50

Silencio en la habitación.

El señor Luciani miraba alrededor para tratar de rebajar la tensión. Los ojos de todos estaban clavados en él. Los de Ambra, los de Virginia, los de Silvia, los de Claudio y los de los demás. Pero, sobre todo, los de Ylenia. La operación había sido un éxito. Ylenia tenía un corazón nuevo.

Por primera vez, los médicos le habían permitido recibir visitas. Todos estaban con ella en la habitación. Todos los que la querían, todos los que habían rezado por ella, todos a los que ella quería. Todos, menos uno.

—Papá, ¿dónde está Ale? —preguntó de nuevo, ya que su padre todavía no le había respondido.

Giorgio miró a Claudio. Virginia le estrechó la mano con fuerza, y le susurró algo al oído. Claudio se dio ánimos y sacó de la mochila la agenda de su amigo. La de las tapas amarillas que ella había visto infinidad de veces en el instituto.

Se la tendió a Ylenia sin decir nada, sin atreverse a mirarla a los ojos.

Ella la cogió y empalideció. Había manchas de sangre.

—¿Qué significa?

La pregunta cayó en el vacío.

Una margarita, pequeña, apagada, un poco marchita, asomaba de la agenda como si fuera un punto de libro. Ylenia puso un dedo y la abrió.

En las páginas del día de junio en que Ale había muerto, como si fuese una broma cruel del destino, unos meses antes ella había dibujado un pequeño corazón y había escrito al lado su nombre.

Ahora había algo distinto. Había una frase color rojo sangre, una frase que Ale le había repetido muchas veces. Pero nadie, incluida ella, se habría imaginado jamás que algún día se convertiría en realidad.
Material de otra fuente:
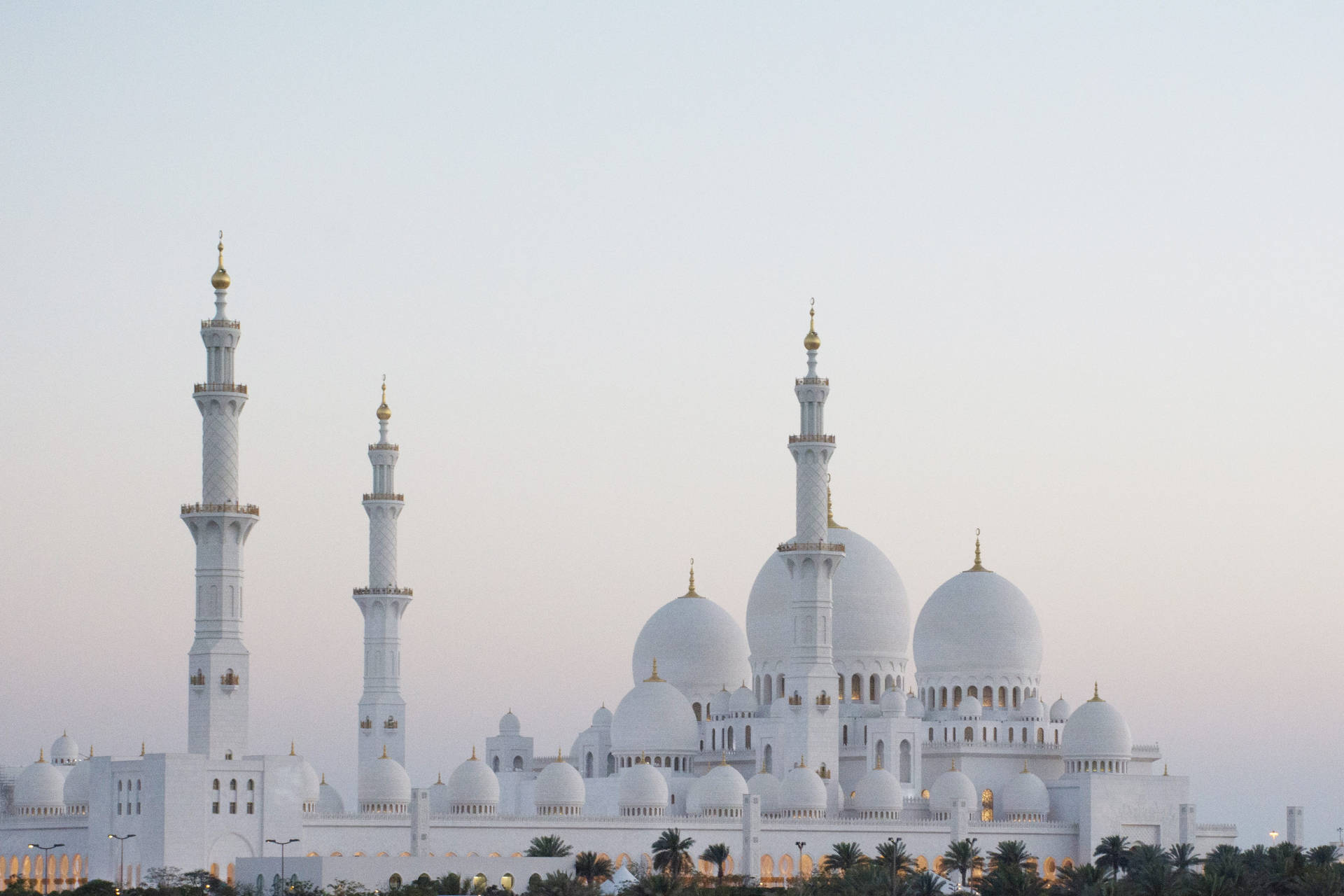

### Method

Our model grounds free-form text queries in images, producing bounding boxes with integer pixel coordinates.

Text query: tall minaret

Con los ojos llenos de lágrimas, Ylenia miró a la cara a todos los presentes para recibir una explicación, para obtener una respuesta.

—Lo atropellaron cuando venía al hospital —oyó que decía alguien, pero no pudo distinguir la voz, incapaz de apartar la mirada de aquella agenda.

Con la letra un poco insegura que ella adoraba, al lado del corazón dibujado por Ylenia, Ale había escrito:

Mi corazón te pertenece. ¡Para siempre!